'Falta de camaradagem: o que temos a ganhar com isso?' (Ane Lim)
Não há nada de errado em disputar a nossa linha política ou discordar de alguém. O problema é fazer isso de forma desrespeitosa e desqualificada. Ao ler esse tipo de resposta, vendo que algumas delas vieram diretamente de meus camaradas, como eu deveria me sentir?
Por Ane Lim para a Tribuna de Debates Preparatória do XVII Congresso Extraordinário.
Camaradas, utilizo esse espaço para compartilhar uma preocupação séria com relação a nossa organização.
Sou militante da UJC desde o início de 2021. Ao longo desse tempo, assim como todes nós, cometi erros e acertos e vi outros camaradas cometendo erros e acertos. Ao discordar de um camarada, prezo pelo centralismo democrático e busco dialogar de forma respeitosa e compreensiva. Estou sempre aberta ao convencimento, desde que sejam apresentados argumentos qualificados.
Entretanto, vejo que nem todes es militantes de nossa organização se mostram assim. Pelo contrário, percebo muitos ataques e tons agressivos entre camaradas. Várias respostas feitas através do Twitter à tribuna “Em defesa do socialismo chinês: Capitalismo de Estado ou nova NEP” foram absurdas. Sei que não tem como saber se todas as pessoas que responderam são ou não militantes da UJC ou do RR. Mas certamente, muitas são. Vejamos 3 exemplos:
Qual o saldo político dessas atitudes? O que temos a ganhar com essa violência entre camaradas? Por que não responder de forma educada e qualificada?
Não há nada de errado em disputar a nossa linha política ou discordar de alguém. O problema é fazer isso de forma desrespeitosa e desqualificada. Ao ler esse tipo de resposta, vendo que algumas delas vieram diretamente de meus camaradas, como eu deveria me sentir? Posso contar com essas pessoas para construir a revolução brasileira? Posso confiar em meus camaradas? Se houverem discordâncias entre mim e elus, como serei tratada? Quando ume recrutande me perguntar sobre esse tipo de tratamento dentro da organização, o que devo responder?
Ainda nesse sentido, uma tribuna em resposta à mencionada anteriormente leva o nome 'Fora revisionistas! sequer leram o texto de Lênin?'. “Fora revisionistas”? Qual o saldo político de dar a entender que um camarada de opinião diferente, considerada revisionista pela pessoa que escreveu a tribuna, deve sair da organização? Por que não apenas argumentar de forma fraterna a fim de convencer o camarada do seu ponto?

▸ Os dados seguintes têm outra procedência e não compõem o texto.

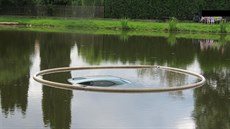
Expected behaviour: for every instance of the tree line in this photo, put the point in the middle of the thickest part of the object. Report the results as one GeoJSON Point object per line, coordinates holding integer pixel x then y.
{"type": "Point", "coordinates": [17, 3]}
{"type": "Point", "coordinates": [134, 9]}
{"type": "Point", "coordinates": [160, 9]}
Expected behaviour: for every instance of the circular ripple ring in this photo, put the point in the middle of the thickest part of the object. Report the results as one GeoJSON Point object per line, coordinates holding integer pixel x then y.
{"type": "Point", "coordinates": [106, 89]}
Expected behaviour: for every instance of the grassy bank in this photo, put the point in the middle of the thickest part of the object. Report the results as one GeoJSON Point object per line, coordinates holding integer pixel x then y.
{"type": "Point", "coordinates": [109, 24]}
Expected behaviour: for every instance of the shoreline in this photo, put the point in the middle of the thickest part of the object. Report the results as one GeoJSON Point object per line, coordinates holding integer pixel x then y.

Ao conversar com uma camarada sobre essa preocupação, foi me apresentado o texto “Precisamos de camaradagem” de Jodi Dean. Através dele, fui lembrada do significado e da importância da camaradagem:
“Como um modo de endereçar, pertencimento e destinatário de expectativas, o camarada designa a relação entre aqueles que estão do mesmo lado de uma luta política. Indo além da ideia de política como uma mera questão de convicção individual, o camarada aponta para as expectativas de solidariedade necessárias para construir uma capacidade política compartilhada. Por causa das expectativas de nossos camaradas, comparecemos às reuniões que de outra forma perderíamos, realizamos trabalhos políticos que poderíamos procrastinar e tentamos cumprir nossas responsabilidades uns com os outros. Experimentamos a alegria da luta comprometida, de aprender pela prática. Superamos aqueles medos que podem nos dominar se formos forçados a enfrentá-los sozinhos. Nossos camaradas nos tornam melhores, mais fortes, para jamais se sentir sozinhos.”
“A organização disciplinada – a disciplina de camaradas comprometidos com a luta comum por um futuro igualitário emancipatório – pode ajudar aqui. Às vezes, queremos e precisamos de alguém para nos orientar o que fazer, porque estamos cansados demais para descobrir sozinhos. Às vezes, quando nos é dada uma tarefa como camarada, sentimos que nossos pequenos esforços têm maior significado e propósito, talvez até um significado histórico mundial na luta milenar do povo contra a opressão. Às vezes, apenas o fato de saber que temos camaradas que compartilham nossos compromissos, nossas alegrias e nossos esforços para aprender com as derrotas torna o trabalho político possível onde não era antes.”
É isso que tenho a dizer, camaradas. Espero que este tema não seja ignorado ou tratado como secundário, pois considero ser um problema muito grave. Se não for solucionado, a crise dos comunistas brasileiros nunca será superada. Se não temos respeito entre nós, temos o quê?